In my view embodiment is where phenomenology becomes very important. We
'wear' the interface and use the interface all the time in the life world.
Then the whole range of issues brought up by phenomenology smacks one in the
face. See this article in Scientific American about the business direction
in the technology.
http://www.sciam.com/article.cfm?articleID=0006378C-CDE1-1CC6-B4A8809EC588EE
DF=1=2
<http://www.sciam.com/article.cfm?articleID=0006378C-CDE1-1CC6-B4A8809EC588E
EDF&pageNumber=1&catID=2>
However my interest is not promoting the above technology, but in
understanding the human subjectivity, and the social context through
studying the range of related social forces that make up this part of our
global culture. "Global" culture is a matter of dispute also.
CG: Yes - but my point is that any interpretation of a text is a kind of
interrogation. It is basically a dialog with the text. Thus reading is a
very interactive project. Put an other way to make a reading is to engage in
a kind of abduction (if you're familiar with Peirce's term) You make a guess
about what something means and then take that meaning and compare it to the
rest of the text. The text then critiques that proto-reading. It is then
either kept or rejected and the process continues. In this manner you build
up a meta-narrative about the text.
Obviously there are different levels of rigor in this. However in the kind
of criticism we are discussing, I think we are viewing texts in a very
interactive way. So I agree with your comments about film, but think that
texts are essentially the same.
As I said, both are two ways of "being-in-the-world."
DS: Here you bring up how you see text as interactive (the person reading
the text). And you say they are essentially the same, movies and text.

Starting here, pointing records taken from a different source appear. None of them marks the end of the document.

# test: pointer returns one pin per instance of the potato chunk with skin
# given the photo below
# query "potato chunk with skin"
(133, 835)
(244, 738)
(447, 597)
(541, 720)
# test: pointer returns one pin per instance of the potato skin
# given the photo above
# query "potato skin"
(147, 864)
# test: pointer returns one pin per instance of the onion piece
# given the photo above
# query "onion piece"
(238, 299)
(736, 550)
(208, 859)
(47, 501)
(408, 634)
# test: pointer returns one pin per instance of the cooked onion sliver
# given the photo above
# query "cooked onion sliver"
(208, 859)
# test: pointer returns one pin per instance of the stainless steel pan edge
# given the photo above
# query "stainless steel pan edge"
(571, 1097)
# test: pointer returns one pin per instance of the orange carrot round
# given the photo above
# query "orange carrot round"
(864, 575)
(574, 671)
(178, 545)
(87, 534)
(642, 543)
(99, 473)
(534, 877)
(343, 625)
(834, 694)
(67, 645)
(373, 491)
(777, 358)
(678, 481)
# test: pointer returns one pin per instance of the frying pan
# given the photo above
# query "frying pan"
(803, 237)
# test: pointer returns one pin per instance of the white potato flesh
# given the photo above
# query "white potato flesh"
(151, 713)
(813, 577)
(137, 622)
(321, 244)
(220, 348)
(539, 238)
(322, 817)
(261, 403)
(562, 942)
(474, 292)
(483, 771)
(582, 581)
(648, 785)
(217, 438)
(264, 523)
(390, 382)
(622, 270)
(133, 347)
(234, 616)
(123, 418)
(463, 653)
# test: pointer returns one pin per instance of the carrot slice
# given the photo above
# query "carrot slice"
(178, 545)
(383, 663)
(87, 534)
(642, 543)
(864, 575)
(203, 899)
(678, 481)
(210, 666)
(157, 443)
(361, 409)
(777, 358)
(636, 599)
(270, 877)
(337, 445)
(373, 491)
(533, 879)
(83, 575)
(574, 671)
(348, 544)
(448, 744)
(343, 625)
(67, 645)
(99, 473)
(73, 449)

Your view seems mushy to me.
I'll propose a simple phenomenological movie. One is getting streaming
video over the web to which one is connected across town to someone. That
someone is in a room with a wireless web cam. You can ask them to move
around at will. There might be a task you want to do. Let's say you are
looking for your kitty in the room. You don't know the kitty is there, but
you are guessing the kitty is there. That is a typical phenomenological
uncertainty. You ask the person operating the video camera to look under
the couch. First inspection nothing, but after a minute you think well
let's try again and maybe lift the edge of the couch to see if the cat is up
in the springs hiding. And so forth. To me that is an interrogation of the
video camera in an interactive sense. One can choose any path through the
room to find the cat. Much of what happens in the room is outside the
camera range, but one can situate the camera to see those places.
I can't have a dialog with a text about the room that might have a cat in
it. To interact on some level means that the media physically responds to
my thoughts. Whatever goes on in my head will happen in any case. So I
want to be able to distinguish what matters best for understanding things.
CG: But by the same token I could bring up the character from _Johnny Get
Your Gun_. He is nearly deaf, blind, mute, and nearly paralyzed in a
hospital room. In what way can we discuss interacting with him? Surely we
are limited. But I don't think we wish to suggest that implies something
about the ontology of communicating.
DS: Personally this sort of speculative direction is of high interest to
me. This area of embodied communications tends to be first explored via
people who are disabled because of the obvious body based issues in
communicating.
From my end I have a lot to read. I think I'll be silent for awhile while I
recharge my batteries with some meditations upon filmosophy.